DeveloperApril 26, 2026· 7 min read

Catching bots with behavioral sensing

What filling out a form reveals about who's really behind the keyboard.

By Pinar Patton

CAPTCHAs are a tax. Every legitimate user pays it, every time, so you can collect evidence that a small fraction of your traffic is automated. The evidence is weak — most modern bots solve image challenges reliably — and the cost is borne disproportionately by the people you actually want in your product.

There's a better signal, and it's available for free. The way a user fills out a form tells you a great deal about whether a human is doing the filling. Humans pause. They backspace. Their keystrokes arrive at uneven intervals. Bots don't do any of that. They pump characters into fields at perfectly metronomic intervals, complete every field in the same order, never deviate.

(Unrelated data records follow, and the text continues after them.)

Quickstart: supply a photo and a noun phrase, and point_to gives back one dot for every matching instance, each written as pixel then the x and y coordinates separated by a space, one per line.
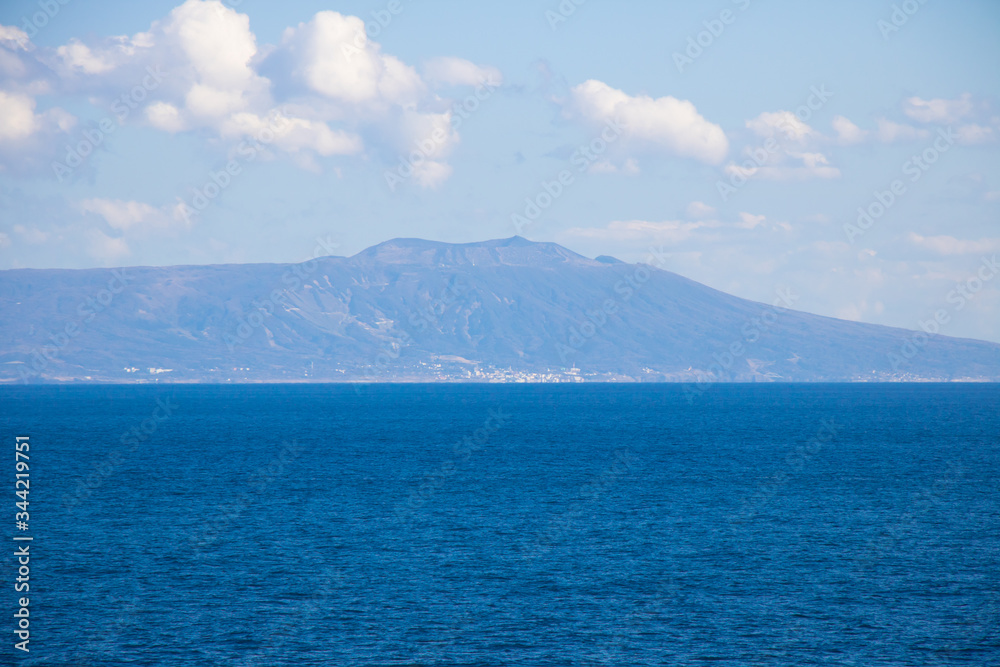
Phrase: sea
pixel 506 524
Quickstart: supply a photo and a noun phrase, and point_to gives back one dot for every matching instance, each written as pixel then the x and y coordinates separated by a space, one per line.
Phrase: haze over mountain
pixel 410 309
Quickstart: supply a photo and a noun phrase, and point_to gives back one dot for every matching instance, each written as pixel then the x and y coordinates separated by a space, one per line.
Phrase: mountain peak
pixel 513 251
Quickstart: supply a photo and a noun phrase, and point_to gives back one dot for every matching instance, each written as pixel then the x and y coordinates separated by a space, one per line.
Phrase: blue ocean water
pixel 510 524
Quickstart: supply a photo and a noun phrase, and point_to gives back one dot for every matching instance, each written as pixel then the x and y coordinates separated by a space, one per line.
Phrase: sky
pixel 845 151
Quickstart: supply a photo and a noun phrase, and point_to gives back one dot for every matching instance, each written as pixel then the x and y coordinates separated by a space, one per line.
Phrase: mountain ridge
pixel 407 309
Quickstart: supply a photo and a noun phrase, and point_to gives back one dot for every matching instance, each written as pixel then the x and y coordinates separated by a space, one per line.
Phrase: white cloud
pixel 27 138
pixel 749 220
pixel 949 245
pixel 460 72
pixel 664 124
pixel 788 154
pixel 813 165
pixel 889 132
pixel 338 91
pixel 699 210
pixel 106 248
pixel 333 56
pixel 13 37
pixel 942 111
pixel 128 216
pixel 77 56
pixel 847 132
pixel 17 116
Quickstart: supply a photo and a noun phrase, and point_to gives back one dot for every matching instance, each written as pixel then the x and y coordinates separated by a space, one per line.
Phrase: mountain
pixel 410 309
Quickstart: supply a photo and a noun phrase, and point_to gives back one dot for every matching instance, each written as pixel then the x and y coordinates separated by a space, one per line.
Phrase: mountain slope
pixel 413 309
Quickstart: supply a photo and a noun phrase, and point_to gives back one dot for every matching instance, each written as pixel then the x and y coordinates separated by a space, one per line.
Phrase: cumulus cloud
pixel 940 111
pixel 107 249
pixel 789 150
pixel 337 91
pixel 460 72
pixel 847 132
pixel 125 215
pixel 27 137
pixel 664 124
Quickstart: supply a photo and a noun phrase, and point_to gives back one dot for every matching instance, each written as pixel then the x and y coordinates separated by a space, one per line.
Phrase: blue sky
pixel 745 158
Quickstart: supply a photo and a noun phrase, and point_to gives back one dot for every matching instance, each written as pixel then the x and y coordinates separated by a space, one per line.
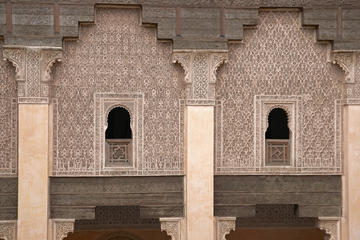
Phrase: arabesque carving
pixel 61 228
pixel 200 73
pixel 110 58
pixel 172 226
pixel 347 61
pixel 331 226
pixel 223 226
pixel 279 58
pixel 33 70
pixel 8 230
pixel 8 119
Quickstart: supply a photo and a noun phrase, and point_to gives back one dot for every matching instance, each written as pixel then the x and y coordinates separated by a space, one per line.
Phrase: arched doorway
pixel 276 222
pixel 118 223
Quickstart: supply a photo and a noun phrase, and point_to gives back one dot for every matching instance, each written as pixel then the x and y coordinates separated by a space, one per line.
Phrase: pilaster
pixel 200 74
pixel 200 78
pixel 33 70
pixel 224 225
pixel 173 227
pixel 331 226
pixel 8 230
pixel 60 228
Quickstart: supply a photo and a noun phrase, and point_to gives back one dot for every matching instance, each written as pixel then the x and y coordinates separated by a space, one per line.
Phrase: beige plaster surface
pixel 33 172
pixel 351 227
pixel 199 172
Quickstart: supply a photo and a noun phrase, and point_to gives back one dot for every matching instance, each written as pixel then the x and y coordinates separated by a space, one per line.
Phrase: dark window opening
pixel 118 124
pixel 278 125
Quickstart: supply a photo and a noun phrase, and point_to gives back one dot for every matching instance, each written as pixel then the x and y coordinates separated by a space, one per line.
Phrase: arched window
pixel 118 137
pixel 277 139
pixel 118 124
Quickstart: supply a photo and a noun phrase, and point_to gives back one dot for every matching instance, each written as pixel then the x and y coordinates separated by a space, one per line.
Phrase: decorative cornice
pixel 331 226
pixel 17 57
pixel 347 62
pixel 223 226
pixel 8 230
pixel 48 59
pixel 33 71
pixel 172 226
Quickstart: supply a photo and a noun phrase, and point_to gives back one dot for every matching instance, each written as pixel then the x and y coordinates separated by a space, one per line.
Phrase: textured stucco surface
pixel 279 58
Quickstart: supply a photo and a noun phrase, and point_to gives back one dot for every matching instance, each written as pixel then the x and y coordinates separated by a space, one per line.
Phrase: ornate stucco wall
pixel 117 55
pixel 279 58
pixel 8 120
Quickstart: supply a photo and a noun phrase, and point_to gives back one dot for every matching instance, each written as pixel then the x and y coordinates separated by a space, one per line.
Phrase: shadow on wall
pixel 116 234
pixel 276 234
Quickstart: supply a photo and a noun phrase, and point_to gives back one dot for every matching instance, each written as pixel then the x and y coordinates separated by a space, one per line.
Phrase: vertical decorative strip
pixel 56 18
pixel 222 22
pixel 8 17
pixel 178 21
pixel 339 23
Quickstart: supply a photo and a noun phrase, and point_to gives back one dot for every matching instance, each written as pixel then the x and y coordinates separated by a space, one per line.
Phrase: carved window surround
pixel 200 74
pixel 8 230
pixel 60 228
pixel 331 226
pixel 173 227
pixel 223 226
pixel 104 103
pixel 33 71
pixel 263 106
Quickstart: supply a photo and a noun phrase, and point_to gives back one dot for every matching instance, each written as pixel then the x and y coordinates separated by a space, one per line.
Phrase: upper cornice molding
pixel 189 24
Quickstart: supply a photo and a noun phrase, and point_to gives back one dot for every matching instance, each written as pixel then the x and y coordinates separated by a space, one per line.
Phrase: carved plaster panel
pixel 118 58
pixel 223 226
pixel 61 228
pixel 292 106
pixel 331 226
pixel 279 58
pixel 8 230
pixel 200 74
pixel 133 102
pixel 8 120
pixel 173 227
pixel 32 69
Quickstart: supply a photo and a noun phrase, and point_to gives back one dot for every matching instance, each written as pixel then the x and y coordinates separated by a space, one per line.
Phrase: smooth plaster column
pixel 33 186
pixel 200 79
pixel 351 199
pixel 199 172
pixel 33 74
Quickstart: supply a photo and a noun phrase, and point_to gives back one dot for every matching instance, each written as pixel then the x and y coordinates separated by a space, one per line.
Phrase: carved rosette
pixel 8 230
pixel 172 226
pixel 61 228
pixel 331 226
pixel 347 61
pixel 223 226
pixel 200 74
pixel 33 71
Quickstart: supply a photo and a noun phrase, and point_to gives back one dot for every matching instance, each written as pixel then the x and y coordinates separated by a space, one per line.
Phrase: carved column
pixel 350 63
pixel 33 69
pixel 8 230
pixel 200 74
pixel 223 227
pixel 331 226
pixel 200 78
pixel 61 228
pixel 173 227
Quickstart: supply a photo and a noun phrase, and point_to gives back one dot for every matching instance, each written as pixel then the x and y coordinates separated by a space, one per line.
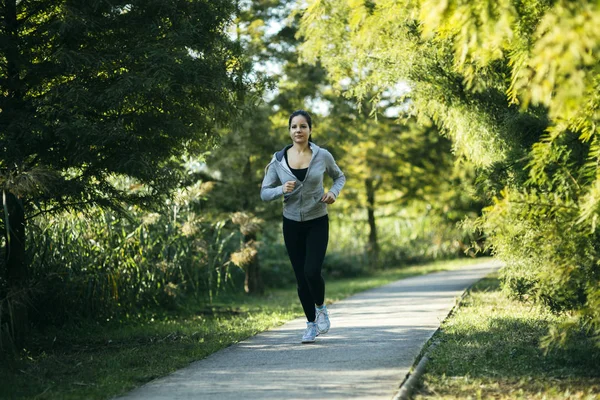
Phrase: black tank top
pixel 299 173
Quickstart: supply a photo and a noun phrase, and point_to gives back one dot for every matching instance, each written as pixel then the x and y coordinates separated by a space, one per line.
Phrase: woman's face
pixel 299 129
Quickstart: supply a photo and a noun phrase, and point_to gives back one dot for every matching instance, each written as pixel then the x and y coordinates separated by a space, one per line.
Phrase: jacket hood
pixel 280 153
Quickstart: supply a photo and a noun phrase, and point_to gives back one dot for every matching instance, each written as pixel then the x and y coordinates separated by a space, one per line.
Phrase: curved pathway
pixel 374 339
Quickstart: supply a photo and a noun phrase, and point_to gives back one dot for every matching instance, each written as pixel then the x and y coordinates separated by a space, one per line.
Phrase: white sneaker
pixel 322 320
pixel 310 333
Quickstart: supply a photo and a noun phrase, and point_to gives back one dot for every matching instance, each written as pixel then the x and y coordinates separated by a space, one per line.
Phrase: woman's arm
pixel 332 169
pixel 271 188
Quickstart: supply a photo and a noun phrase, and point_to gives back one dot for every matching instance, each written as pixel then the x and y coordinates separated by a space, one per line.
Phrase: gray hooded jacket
pixel 304 202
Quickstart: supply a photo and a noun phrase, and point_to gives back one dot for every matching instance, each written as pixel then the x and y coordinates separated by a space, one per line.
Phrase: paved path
pixel 374 339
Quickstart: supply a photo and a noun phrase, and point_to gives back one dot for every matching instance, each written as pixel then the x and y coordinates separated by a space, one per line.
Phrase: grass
pixel 490 348
pixel 93 361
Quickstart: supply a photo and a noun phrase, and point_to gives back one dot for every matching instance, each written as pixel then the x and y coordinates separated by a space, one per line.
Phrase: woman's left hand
pixel 328 198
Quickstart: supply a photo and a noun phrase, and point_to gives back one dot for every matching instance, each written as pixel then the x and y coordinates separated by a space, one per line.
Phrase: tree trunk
pixel 16 268
pixel 253 283
pixel 372 245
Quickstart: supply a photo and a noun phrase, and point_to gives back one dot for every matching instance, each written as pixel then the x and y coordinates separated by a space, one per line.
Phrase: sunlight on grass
pixel 490 348
pixel 98 362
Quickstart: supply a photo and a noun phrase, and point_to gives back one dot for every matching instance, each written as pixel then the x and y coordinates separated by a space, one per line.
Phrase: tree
pixel 96 91
pixel 515 85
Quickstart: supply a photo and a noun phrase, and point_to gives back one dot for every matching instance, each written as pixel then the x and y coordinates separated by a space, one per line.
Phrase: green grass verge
pixel 490 348
pixel 93 361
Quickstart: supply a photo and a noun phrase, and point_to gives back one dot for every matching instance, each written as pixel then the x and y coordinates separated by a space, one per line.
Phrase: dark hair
pixel 305 115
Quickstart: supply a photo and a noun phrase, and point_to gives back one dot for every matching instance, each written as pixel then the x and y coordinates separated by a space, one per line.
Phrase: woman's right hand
pixel 289 186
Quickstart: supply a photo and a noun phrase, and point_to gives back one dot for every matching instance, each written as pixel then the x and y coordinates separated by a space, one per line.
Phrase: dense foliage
pixel 515 85
pixel 136 155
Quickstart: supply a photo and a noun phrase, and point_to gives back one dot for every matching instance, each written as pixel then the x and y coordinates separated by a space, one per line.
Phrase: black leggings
pixel 306 243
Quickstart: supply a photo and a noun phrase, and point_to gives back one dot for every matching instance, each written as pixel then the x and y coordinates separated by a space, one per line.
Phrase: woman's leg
pixel 316 247
pixel 294 236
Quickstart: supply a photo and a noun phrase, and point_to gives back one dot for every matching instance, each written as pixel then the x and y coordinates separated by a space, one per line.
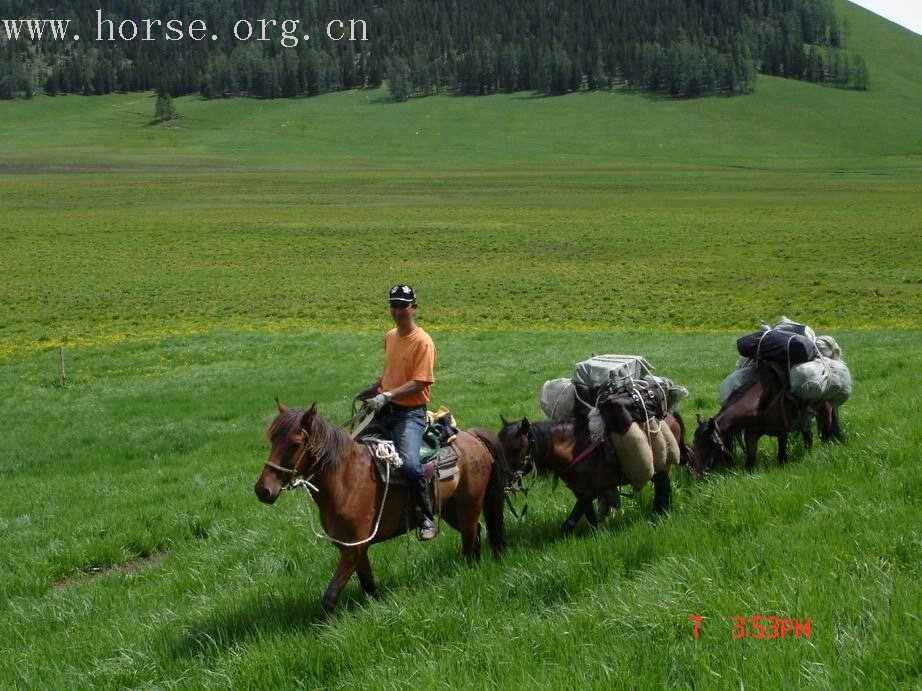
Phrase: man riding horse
pixel 400 395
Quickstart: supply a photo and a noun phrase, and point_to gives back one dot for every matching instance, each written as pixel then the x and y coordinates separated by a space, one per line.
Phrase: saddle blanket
pixel 445 462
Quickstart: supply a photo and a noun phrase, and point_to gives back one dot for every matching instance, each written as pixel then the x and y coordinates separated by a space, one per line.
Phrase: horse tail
pixel 836 427
pixel 683 447
pixel 494 501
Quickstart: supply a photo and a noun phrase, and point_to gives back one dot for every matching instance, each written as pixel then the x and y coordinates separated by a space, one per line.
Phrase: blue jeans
pixel 405 427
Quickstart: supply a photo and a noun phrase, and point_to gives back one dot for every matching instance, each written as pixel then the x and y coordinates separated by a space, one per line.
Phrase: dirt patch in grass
pixel 128 568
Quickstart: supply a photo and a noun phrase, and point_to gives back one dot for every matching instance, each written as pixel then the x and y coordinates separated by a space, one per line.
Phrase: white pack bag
pixel 558 399
pixel 823 379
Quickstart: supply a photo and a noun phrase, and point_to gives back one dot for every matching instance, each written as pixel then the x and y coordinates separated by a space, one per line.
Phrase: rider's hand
pixel 379 401
pixel 365 394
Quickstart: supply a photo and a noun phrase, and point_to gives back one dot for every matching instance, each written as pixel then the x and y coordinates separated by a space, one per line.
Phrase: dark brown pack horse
pixel 350 494
pixel 763 408
pixel 549 447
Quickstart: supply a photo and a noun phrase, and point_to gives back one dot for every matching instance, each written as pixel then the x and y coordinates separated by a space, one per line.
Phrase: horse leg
pixel 610 499
pixel 783 448
pixel 752 448
pixel 366 579
pixel 582 508
pixel 470 540
pixel 579 509
pixel 348 560
pixel 590 514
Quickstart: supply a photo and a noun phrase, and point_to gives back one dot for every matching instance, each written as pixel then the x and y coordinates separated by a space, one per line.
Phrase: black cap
pixel 402 293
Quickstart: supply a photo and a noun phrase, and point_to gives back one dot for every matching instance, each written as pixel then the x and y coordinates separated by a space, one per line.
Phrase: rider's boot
pixel 427 529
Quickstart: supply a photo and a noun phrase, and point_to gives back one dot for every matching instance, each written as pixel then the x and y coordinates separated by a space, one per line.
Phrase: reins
pixel 295 482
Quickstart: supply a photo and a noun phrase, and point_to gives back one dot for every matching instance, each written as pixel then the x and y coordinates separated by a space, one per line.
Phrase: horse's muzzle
pixel 264 494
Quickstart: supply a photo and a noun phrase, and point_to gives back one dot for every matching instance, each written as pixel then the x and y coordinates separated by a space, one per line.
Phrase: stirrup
pixel 424 534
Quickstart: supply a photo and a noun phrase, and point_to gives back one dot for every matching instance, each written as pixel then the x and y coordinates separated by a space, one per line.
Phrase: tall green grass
pixel 152 450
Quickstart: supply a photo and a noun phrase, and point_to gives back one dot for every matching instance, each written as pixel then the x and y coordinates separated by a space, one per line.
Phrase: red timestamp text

This post walks through a working example: a mock bank account opening form where CogStream's behavioral sensing layer watches how the form is filled and flags automated submissions — without a challenge, a fingerprint, or a third-party service.

How CogStream sees behavior

CogStream's sensing layer runs entirely in the browser. It watches DOM events — mouse movements, focus changes, input events, scroll — and reduces them, in real time, into a compact structured description called a behavioral episode. That episode describes what the user did over a window of time: what kinds of actions occurred, how often, at what pace, with what variance.

Four properties matter for bot detection:

  • Typing uniformity. Bots produce characters at near-zero variance. Human keystroke timing has noise: hesitation, bursts, corrections.
  • Fill speed. Bots complete a full form in a fraction of the time any human could.
  • Interaction entropy. Humans correct themselves. They tab back, retype, change an answer. Bots march forward.
  • Pattern regularity. Bots repeat the same sequence with identical timing on every run. Humans don't.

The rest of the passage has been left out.